If you're traveling internationally, should you spring for the extra car rental insurance?
Determining whether that friendly agent is offering you an optional policy for your protection, or just for the commission, can be a trick. In the U.S., it's usually an easy call. If you already have personal auto insurance or are renting with a major credit card, you're probably covered.
But it gets a little complicated once you cross the border. Here are three easy questions you need to ask yourself before you sign on the dotted line:
1. What are the country's insurance requirements? If you rent an economy car in France, certain companies only accept Visa Gold and American Express. In Australia, the basic rental rates usually includes collision and damage waiver.

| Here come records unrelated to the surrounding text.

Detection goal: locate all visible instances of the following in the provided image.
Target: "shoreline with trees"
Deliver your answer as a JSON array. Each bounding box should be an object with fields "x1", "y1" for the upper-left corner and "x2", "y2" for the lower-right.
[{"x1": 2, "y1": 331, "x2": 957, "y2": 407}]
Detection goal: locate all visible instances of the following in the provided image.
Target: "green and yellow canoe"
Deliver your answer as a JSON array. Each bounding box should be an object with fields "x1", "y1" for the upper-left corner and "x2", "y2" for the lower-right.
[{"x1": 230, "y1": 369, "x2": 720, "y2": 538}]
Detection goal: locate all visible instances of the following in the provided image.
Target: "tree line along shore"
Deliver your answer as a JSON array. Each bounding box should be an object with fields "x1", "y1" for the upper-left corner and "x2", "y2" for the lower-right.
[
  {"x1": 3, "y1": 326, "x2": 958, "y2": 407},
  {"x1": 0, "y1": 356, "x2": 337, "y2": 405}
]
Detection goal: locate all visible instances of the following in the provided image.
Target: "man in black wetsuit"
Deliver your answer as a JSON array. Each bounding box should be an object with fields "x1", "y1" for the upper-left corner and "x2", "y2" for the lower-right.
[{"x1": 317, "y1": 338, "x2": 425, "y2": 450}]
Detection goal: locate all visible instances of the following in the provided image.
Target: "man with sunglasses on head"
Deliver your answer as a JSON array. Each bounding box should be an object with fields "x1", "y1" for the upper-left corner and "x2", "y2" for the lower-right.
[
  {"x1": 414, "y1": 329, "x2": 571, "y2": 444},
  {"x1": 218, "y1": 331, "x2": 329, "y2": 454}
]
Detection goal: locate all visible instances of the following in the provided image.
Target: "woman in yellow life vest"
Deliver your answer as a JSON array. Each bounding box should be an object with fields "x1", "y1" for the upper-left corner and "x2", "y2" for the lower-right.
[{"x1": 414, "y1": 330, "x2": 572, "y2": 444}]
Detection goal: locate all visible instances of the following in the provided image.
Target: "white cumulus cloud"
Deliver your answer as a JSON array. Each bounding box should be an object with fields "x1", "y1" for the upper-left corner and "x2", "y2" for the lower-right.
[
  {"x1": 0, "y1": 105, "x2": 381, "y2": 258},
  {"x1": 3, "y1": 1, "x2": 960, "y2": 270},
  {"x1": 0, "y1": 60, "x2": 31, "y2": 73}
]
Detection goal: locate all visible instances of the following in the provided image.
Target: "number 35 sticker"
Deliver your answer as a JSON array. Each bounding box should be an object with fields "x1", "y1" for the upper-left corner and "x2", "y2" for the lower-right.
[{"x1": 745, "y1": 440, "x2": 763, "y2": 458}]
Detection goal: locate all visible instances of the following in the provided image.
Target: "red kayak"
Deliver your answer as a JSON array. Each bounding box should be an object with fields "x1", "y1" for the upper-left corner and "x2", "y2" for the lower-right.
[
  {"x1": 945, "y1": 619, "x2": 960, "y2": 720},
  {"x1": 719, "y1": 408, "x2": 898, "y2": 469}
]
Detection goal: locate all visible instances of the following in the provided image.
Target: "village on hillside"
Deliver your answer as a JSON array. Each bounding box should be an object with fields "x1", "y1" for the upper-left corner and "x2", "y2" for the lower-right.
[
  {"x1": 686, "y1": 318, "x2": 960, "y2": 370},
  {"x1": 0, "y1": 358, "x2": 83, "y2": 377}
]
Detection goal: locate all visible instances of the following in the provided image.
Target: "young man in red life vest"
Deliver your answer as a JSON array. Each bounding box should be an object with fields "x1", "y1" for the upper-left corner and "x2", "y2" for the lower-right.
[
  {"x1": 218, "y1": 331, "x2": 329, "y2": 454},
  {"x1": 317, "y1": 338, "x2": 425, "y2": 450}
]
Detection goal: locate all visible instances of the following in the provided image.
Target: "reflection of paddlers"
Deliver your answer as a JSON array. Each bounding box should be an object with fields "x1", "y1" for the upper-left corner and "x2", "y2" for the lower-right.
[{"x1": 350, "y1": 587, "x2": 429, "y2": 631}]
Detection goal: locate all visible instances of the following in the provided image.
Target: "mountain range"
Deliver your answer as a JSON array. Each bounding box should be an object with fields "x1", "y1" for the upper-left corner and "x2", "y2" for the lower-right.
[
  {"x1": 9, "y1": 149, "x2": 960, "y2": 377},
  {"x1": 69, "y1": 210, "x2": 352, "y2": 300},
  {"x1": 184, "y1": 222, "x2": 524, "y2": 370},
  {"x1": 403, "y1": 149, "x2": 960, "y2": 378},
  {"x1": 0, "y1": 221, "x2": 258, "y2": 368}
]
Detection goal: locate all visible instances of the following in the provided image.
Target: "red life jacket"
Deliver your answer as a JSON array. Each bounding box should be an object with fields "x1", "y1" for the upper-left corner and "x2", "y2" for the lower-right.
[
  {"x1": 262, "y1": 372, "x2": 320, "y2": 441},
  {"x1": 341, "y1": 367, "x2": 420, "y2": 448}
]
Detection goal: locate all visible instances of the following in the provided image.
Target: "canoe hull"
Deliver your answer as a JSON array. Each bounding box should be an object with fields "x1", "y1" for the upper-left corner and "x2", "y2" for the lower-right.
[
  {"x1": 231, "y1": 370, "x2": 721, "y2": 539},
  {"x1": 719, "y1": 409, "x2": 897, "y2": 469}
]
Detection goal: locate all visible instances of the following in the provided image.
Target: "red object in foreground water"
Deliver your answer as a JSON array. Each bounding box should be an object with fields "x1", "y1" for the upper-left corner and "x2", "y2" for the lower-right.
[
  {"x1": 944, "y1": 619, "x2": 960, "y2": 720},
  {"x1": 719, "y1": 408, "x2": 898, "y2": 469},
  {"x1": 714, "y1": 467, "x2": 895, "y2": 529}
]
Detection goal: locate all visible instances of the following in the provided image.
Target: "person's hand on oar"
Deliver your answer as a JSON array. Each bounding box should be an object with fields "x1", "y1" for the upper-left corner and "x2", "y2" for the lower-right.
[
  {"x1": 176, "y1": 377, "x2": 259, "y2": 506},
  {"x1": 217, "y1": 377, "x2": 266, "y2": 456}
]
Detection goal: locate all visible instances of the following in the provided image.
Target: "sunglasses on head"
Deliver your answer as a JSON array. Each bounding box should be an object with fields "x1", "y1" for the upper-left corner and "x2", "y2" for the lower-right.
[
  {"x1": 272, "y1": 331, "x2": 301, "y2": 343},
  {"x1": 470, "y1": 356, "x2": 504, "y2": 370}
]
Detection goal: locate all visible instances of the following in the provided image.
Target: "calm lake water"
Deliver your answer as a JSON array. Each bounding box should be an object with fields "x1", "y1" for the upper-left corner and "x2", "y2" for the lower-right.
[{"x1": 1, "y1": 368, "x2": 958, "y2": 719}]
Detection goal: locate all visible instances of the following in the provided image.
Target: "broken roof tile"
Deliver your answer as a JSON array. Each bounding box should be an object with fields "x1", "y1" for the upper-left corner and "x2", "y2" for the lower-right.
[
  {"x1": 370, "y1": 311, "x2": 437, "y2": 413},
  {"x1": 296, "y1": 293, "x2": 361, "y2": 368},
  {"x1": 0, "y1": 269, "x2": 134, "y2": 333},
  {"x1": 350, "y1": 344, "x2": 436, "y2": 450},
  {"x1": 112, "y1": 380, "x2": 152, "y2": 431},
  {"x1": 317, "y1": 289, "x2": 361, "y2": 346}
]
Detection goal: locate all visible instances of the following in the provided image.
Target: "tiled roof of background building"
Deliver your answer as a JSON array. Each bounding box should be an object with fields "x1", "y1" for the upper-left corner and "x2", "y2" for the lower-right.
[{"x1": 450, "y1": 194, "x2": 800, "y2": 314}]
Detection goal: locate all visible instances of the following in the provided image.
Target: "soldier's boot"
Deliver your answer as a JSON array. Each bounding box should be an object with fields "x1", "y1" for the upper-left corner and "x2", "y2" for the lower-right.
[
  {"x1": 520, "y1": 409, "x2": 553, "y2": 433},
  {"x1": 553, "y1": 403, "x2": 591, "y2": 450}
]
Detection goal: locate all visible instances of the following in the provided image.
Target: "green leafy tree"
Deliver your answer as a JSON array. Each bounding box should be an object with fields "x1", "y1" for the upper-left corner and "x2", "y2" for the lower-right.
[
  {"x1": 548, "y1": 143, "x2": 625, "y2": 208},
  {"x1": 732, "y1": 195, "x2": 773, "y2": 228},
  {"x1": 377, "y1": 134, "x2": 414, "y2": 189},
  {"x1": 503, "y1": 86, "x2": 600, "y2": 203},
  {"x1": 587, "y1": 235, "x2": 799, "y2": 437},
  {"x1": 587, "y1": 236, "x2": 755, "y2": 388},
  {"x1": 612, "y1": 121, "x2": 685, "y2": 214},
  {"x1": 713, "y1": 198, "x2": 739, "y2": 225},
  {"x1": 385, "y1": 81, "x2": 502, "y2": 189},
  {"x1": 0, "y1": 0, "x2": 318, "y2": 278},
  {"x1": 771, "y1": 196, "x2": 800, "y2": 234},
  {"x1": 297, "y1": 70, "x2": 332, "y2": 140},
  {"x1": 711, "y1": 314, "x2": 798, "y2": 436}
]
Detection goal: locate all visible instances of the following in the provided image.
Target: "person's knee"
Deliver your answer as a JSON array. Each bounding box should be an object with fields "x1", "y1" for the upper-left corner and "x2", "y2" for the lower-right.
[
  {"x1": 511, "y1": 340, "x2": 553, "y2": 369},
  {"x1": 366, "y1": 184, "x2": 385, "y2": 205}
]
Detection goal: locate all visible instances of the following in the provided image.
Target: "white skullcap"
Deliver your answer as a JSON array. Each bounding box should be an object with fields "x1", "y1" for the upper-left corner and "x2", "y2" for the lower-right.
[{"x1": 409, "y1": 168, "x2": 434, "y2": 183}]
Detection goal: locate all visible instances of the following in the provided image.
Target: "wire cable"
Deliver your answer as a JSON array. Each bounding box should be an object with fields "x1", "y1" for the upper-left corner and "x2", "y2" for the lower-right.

When in Italy, theft insurance is mandatory. Most Italian rental agencies offer a discounted comprehensive policy, but it's only available at the rental counter.
2. What is my liability if I'm involved in fender-bender (or worse)? A simple accident in some countries could land you in jail, require a large deposit on your credit card or delay departure until the matter is settled. If you bend fenders in Ireland and don't have the proper insurance documentation you'll need to pay a deposit of 2,000 euros. Get into an accident in Germany without collision coverage and you'll pay a 750 euro deductible.
3. Where am I driving? Drivers outside the U.S. can transverse multiple international boarders in hours. Unknowingly, laws can significantly differ from country to country.
I learned this lesson when I took a weekend jaunt from Vienna to Prague.
Renting a Mercedes Benz in Vienna was no problem. Getting it out of the
Czech Republic was another matter.
In attempt to make a Monday-morning meeting in Vienna, I left Prague at 12 a.m., more than enough time to get to the city and prepare for the day.
It turns out that many former Eastern European Countries have a high incident of auto thefts, and that the Benz was a hot car. So when I arrived at the main border crossing, the Czech Guard turned me away.
Thinking that it was no big deal, I went to a secondary crossing, where again I was turned away.
With time running short, I pleaded and begged for permission to cross, only to be met with a monotone "No!"
With the Austrian boarder two feet away, I pondered making a run for it, although the guard's large rifle made me think otherwise. The guard told me I could leave the car there and walk across the border.
Finally, I found a small town on the map about 120 kilometers away with a border crossing. In a last ditch effort, I drove through the rural winding streets, coming upon a sleepy guard. I approached him with my passport in hand, and was promptly waved through.
The moral of the story: be well-informed. Rental rules are in constant flux, so it's best to know before you go.